LISBON — Preliminary plans for a new Dollar General on state Route 154 across from Moore Street received a less than warm reception at Tuesday’s Village Council meeting.

Twenty-seven people crowded into council chambers, some of whom were there to voice their opposition to the project as laid out by Dollar General’s representative, Bob Gage of GBT Realty of Brentwood, Tenn.

DG wants to build a 9,100-square-foot store at 740 E. Lincoln Way (state Route 154), just east of Carter Lumber. The site, which is directly across from where Moore Street intersects with Route 154, involves acquiring two homes — a white home and the blue home immediately to the east.

Gage said one of the homes is already under contract to be acquired and the other is expected to soon follow, although a tenant in one of the homes said his landlord indicated that may not happen.

The store is expected to be similar in size to the DG located about 1.5 miles away at the north end of town. While there is typically at least five miles between stores, “they (DG) feel Lisbon would benefit from a second store,” and there is enough population and traffic to support both, Gage said.

GBT handles the development end of the project, with DG deciding where to locate new stores based on its own studies. Gage said each store has to generate an estimated minimum of $1.2 million in sales annually. He said the purpose of his appearance before council was to “test the water” because GBT will have to apply for a zoning change since the property is located in an area zoned residential.

The store would employ 10 to 15 workers.

Alisa Hall, who lives across from the property, was the first to express her opposition, saying such a development in a residential area would have negative impact on their quality of life and drive down property values as well.

“I don’t want to sit on my front porch and see a Dollar General,” she said.

Then there is the issue of parking lot lighting, but Gage said the lights automatically turn off an hour after the store closes.

Someone also pointed out traffic going to and from the store would only add to the traffic congestion on Route 154, a busy two-lane that turns into a bottleneck at the Carter Lumber intersection.
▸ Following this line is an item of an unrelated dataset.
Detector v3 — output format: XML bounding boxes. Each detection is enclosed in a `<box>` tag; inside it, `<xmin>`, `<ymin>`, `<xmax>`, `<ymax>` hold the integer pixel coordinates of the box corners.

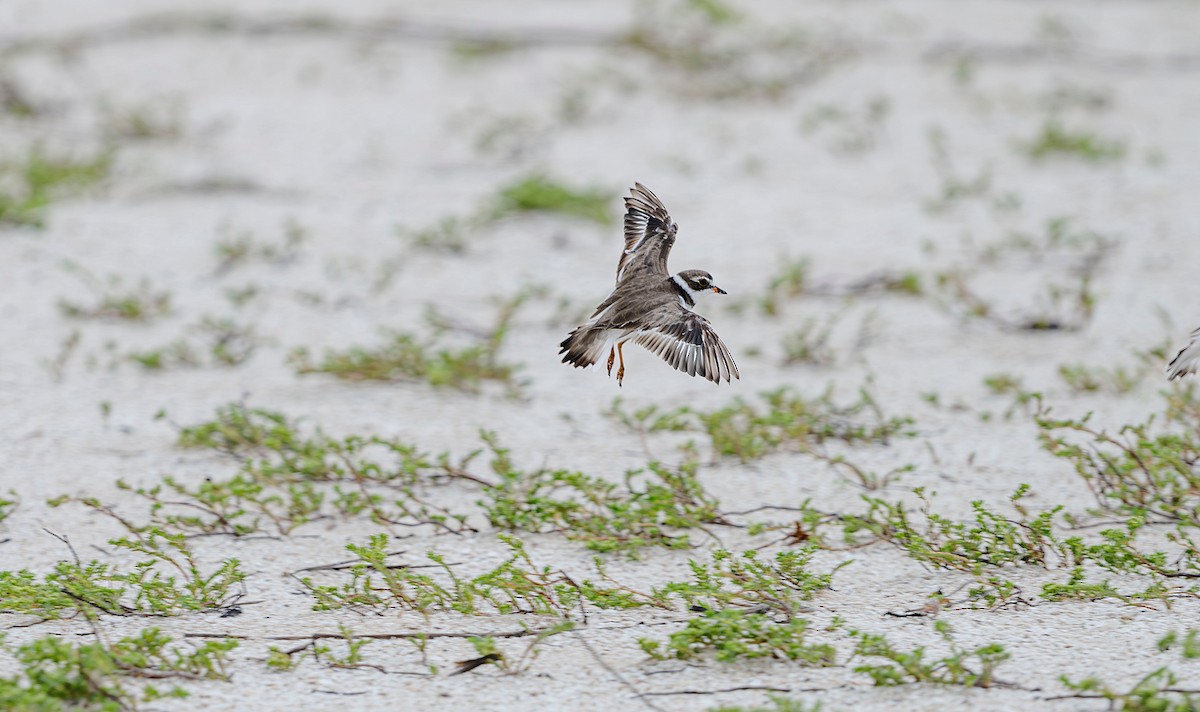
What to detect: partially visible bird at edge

The lack of a left turning light at the intersection routinely results in traffic backing up to the proposed site and beyond, especially on Fridays.

“Traffic is already horrendous,” Hall said.

Mayor Roger Gallo pointed out the Ohio Department of Transportation is expected to make some minor improvements to the intersection next year, including adding a left-hand turning light to alleviate some of the congestion.

West Washington Street resident Dale Hood said the property is a lousy location given it is in a mostly residential area and proximity to a busy intersection. “With all the empty land on 154 you couldn’t pick a better location?” he asked.

Councilman Peter Wilson was skeptical about DG’s plans to keep the other store open, especially since it will soon face “increased competition” from a nearby Discount Drug Mart scheduled to open on July 15.

Gene Krotky from the Lisbon Historical Society pointed out underneath the siding of the blue house is a historical log cabin.

“I’ll certainly take of this back” to DG, Gage said.

Village zoning inspector Zach Barkley said GBT has provided him with preliminary plans and has been advised of variances it needs to comply with the village zoning code.